And I hold with care the unspoken complicities, the privileges, and the forgetting.
This is part of my healing work: to remember, to reckon, and to repair, not just personally, but collectively.
This is a Living Practice
This page is not a static statement - it is a devotional practice of listening.
It asks me to return again and again with humility, courage, and curiosity.
It reflects both my personal and professional commitments to collective healing, embodied justice, and the ongoing work of repair.
My ongoing commitments include:
✨ Redistribution: A small portion of my income is donated to Indigenous-led organizations and healing initiatives:
✨ Relational Learning: I seek out Indigenous wisdom-keepers, educators, and community-led teachings, and remain mindful of cultural boundaries and permissions.
✨ Ceremony & Consent: My offerings centre slowness, consent, and relationship - a gentle antidote to extractive, colonized ways of being.
✨ Embodied Unlearning: I continue to reckon with how colonialism lives in my nervous system - and how somatic work can support deeper relational repair.
✨ Collective Accountability: As a member of Showing Up for Racial Justice (SURJ) Toronto, I participate in education, action, and redistribution efforts aimed at dismantling racism and building solidarity with Black, Indigenous, and racialised communities.
✨ Continued Education: Through Comrades Education, I’ve deepened my understanding of whiteness, identity, and liberation by completing the courses Before We Were White and Foundations in Anti-Racism Work. This learning has included study and dialogue around anti-Zionism, antisemitism and islamophobia as part of a broader commitment to liberation for all peoples. These teachings continue to shape how I meet discomfort, accountability, and the embodied edges of change.

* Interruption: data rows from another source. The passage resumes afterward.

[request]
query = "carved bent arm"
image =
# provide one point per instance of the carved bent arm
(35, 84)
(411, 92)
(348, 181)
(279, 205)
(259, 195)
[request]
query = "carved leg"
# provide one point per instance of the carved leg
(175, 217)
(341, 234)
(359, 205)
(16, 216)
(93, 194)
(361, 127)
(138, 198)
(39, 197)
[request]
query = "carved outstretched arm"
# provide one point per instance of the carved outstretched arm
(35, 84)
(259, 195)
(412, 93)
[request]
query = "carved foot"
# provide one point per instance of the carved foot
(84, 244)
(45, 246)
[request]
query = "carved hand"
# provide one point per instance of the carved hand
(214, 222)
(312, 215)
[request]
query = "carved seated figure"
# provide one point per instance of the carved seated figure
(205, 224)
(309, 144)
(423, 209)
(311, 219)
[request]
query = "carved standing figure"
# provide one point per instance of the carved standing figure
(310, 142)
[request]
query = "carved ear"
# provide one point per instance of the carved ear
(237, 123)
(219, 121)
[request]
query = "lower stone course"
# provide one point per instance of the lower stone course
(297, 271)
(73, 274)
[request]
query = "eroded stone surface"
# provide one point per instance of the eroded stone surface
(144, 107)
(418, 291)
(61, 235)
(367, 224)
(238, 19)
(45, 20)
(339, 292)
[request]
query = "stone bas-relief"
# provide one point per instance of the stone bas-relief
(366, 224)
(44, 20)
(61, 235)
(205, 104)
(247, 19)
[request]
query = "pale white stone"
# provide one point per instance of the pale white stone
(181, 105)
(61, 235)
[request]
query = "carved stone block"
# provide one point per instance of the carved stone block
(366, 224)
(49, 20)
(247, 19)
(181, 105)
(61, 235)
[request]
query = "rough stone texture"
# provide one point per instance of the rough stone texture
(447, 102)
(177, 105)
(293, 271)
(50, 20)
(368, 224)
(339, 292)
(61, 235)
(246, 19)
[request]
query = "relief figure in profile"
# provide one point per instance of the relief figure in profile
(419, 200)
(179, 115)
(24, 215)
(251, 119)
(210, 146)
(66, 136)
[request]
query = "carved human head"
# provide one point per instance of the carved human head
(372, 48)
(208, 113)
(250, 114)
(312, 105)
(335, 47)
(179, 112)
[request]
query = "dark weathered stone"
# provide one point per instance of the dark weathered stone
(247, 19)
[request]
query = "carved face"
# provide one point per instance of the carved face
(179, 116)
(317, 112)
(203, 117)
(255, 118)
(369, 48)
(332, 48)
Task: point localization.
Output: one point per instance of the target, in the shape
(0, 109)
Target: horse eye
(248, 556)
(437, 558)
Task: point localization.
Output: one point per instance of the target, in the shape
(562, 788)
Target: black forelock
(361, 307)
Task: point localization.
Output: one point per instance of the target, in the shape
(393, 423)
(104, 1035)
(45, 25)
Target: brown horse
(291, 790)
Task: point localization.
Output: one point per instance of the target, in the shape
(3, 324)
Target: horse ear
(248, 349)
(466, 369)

✨ Liberation Across Borders: Through my ongoing participation with The Pocket Project, I serve as a Practice Group Leader and am currently a Global Social Witnessing Facilitator in training. This work engages collective trauma healing and the systemic imprints of oppression across generations and geographies. It invites me to listen deeply to the pain and longing held in our collective nervous system, and to stay tethered to love as a form of resistance.
✨ Earth Connection & Climate Care:
Through my study and practice of Joanna Macy’s Work That Reconnects, I continue to deepen my relationship with the living Earth and the more-than-human world. This work roots my activism and healing practice in reverence, grief, and gratitude - recognizing the climate crisis as both an ecological emergency and a spiritual invitation to remember our interbeing.
I’m also nourished by learning from regenerative farming practices and local sustainability efforts that honour the cycles of renewal and reciprocity. These teachings remind me that restoration begins close to home - in how we grow, consume, compost, and care. They inform how I listen to the land, tend to despair and hope, and orient toward collective regeneration.
I invite you too, to pause and gently trace the storylines that live in your bones, consider your own lineage and your relationship to the lands you walk.
What are the lands and longings your ancestors carried?
How might their stories inform your own path of repair and return?
May we each step into the work of repair and restoration.